Sean Anderson
Sean Anderson

Reputation: 29301

Entity with client-generated ID. Should I have a separate property for NHibernate's ID?

I have an object of type Video. I am storing Videos in my database, but I want each video entry to be unique. Uniqueness is determined by an 11-digit string provided by the client.

As such, I've generated this Video.hbm.xml file:

<?xml version="1.0" encoding="utf-8" ?>
<hibernate-mapping xmlns="urn:nhibernate-mapping-2.2" assembly="Streamus" namespace="Streamus.Domain">

  <class name="Video" table="[Videos]" lazy="false" mutable="false">
    <id name="Id" length="11" type="String" />

    <property name="Title" not-null="true" />
    <property name="Duration" not-null="true" />
    <property name="Author" not-null="true" />
  </class>

</hibernate-mapping>

I have no intention of deleting or updating any entries to this table. So, I've tagged my class as immutable.

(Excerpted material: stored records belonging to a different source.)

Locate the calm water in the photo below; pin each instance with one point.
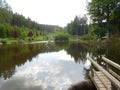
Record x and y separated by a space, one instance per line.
46 66
42 66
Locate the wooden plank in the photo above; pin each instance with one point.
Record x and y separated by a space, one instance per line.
104 79
111 63
109 76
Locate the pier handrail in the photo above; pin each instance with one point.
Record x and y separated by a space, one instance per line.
106 73
111 62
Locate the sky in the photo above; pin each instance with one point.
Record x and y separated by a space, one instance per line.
53 12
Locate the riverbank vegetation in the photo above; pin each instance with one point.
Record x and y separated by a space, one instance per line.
104 24
15 28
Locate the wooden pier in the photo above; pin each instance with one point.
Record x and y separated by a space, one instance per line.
103 76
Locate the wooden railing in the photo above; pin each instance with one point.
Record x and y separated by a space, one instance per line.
112 76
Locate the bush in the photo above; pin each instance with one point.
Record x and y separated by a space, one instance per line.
62 37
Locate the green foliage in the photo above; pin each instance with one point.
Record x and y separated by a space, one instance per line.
105 12
78 26
62 37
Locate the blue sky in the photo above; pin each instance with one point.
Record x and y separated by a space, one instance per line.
54 12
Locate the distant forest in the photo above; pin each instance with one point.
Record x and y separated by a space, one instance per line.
16 25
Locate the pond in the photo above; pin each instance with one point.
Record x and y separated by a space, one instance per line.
41 66
46 66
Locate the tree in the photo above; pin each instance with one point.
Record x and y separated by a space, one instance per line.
104 12
15 32
78 26
30 34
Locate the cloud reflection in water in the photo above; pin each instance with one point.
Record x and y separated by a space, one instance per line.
48 71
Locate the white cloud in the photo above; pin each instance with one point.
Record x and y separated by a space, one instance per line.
56 12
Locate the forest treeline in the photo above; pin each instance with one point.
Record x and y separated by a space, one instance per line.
14 25
105 20
105 15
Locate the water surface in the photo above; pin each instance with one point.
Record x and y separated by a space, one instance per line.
40 67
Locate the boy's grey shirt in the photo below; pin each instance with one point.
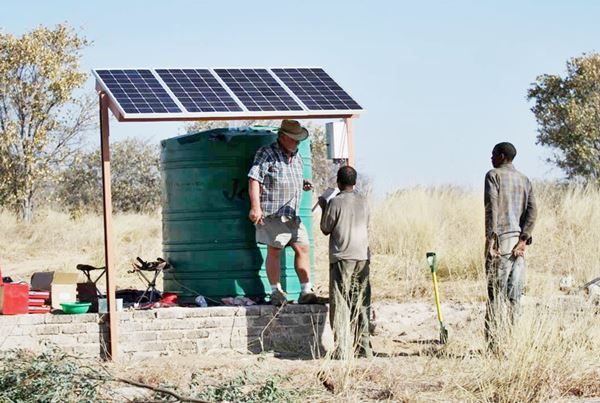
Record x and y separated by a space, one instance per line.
345 219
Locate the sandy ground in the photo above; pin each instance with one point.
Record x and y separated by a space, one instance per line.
405 341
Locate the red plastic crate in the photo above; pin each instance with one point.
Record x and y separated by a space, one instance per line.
39 309
36 302
14 298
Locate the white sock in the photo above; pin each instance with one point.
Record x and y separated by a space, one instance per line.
305 287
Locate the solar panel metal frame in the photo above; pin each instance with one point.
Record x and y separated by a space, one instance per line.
245 114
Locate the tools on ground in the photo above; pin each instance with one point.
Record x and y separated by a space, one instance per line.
432 260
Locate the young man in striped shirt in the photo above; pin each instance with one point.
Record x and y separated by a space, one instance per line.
510 214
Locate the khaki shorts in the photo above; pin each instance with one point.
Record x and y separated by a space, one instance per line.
279 232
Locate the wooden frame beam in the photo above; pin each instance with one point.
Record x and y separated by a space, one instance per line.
113 320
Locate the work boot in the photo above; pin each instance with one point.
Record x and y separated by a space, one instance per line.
278 298
310 297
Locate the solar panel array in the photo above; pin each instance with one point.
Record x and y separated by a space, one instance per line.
138 91
223 92
316 89
258 90
198 90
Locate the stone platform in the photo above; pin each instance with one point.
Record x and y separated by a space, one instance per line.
174 331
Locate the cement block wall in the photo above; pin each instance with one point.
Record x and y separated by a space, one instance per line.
175 331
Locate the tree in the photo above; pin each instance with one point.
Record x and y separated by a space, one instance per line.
41 119
135 179
567 110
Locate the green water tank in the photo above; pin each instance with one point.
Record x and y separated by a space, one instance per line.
207 236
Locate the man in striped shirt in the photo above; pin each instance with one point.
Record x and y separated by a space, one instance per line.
275 186
510 214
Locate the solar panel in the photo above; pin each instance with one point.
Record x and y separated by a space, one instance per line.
198 90
138 91
316 89
258 90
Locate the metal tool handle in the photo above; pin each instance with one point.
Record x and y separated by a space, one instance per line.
432 260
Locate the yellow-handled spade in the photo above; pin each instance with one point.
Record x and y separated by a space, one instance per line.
431 259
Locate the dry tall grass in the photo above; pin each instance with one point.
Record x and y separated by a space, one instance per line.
550 354
450 222
404 226
55 242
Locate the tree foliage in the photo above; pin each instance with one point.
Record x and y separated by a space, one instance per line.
41 118
135 179
567 110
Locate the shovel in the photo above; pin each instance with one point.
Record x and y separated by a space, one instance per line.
431 259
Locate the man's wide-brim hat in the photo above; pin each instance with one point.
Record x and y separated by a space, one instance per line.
293 129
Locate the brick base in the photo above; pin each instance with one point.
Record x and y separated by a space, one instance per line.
175 331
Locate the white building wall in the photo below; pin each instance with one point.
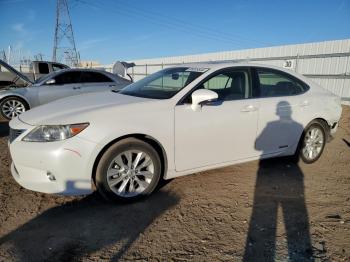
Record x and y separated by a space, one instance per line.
327 63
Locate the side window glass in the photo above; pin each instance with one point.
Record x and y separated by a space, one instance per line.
68 78
43 68
94 77
171 81
277 84
230 85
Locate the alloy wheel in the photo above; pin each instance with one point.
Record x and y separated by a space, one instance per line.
313 143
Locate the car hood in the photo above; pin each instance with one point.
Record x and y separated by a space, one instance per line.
78 109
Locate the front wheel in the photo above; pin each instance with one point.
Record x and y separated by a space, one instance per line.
312 142
128 170
12 107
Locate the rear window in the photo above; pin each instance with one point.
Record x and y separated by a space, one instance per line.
43 68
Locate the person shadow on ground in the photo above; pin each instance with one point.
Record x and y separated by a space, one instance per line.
77 229
279 184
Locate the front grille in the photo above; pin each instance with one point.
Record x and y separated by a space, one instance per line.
14 133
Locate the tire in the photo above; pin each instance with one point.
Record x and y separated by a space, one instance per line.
313 139
11 107
117 179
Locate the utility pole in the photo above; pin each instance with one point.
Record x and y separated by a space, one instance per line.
64 44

Now, I thought this was a pretty good way of going about things, but I am experiencing issues with cascade-updating from a parent object. Because my ID is generated client-side, and I do not leverage a second identifier, NHibernate is unable to reliably determine whether a Video needs to be Inserted or Updated (note that it should never update due to being immutable.)

Something like:

Video video = new Video("s91jgcmQoB0", "Tristam - Chairs", 219, "MeoMix");
new VideoManager().Save(video);

//  Create a new PlaylistItem and write it to the database.
string title = video.Title;
PlaylistItem playlistItem = new PlaylistItem(title, video);

Playlist.AddItem(playlistItem);
PlaylistManager.SavePlaylistItem(playlistItem);

where PlaylistItem's hbm.xml references Video as:

<many-to-one name="Video" column="VideoId" not-null="true" cascade="save-update" />

The above code generates a NonUniqueObjectException. This is because the VideoManager works with the Video in one session, closes it, then PlaylistManager re-references the same Video in a new Session, but NHibernate can't accomodate because it doesn't have good IDs to go off of.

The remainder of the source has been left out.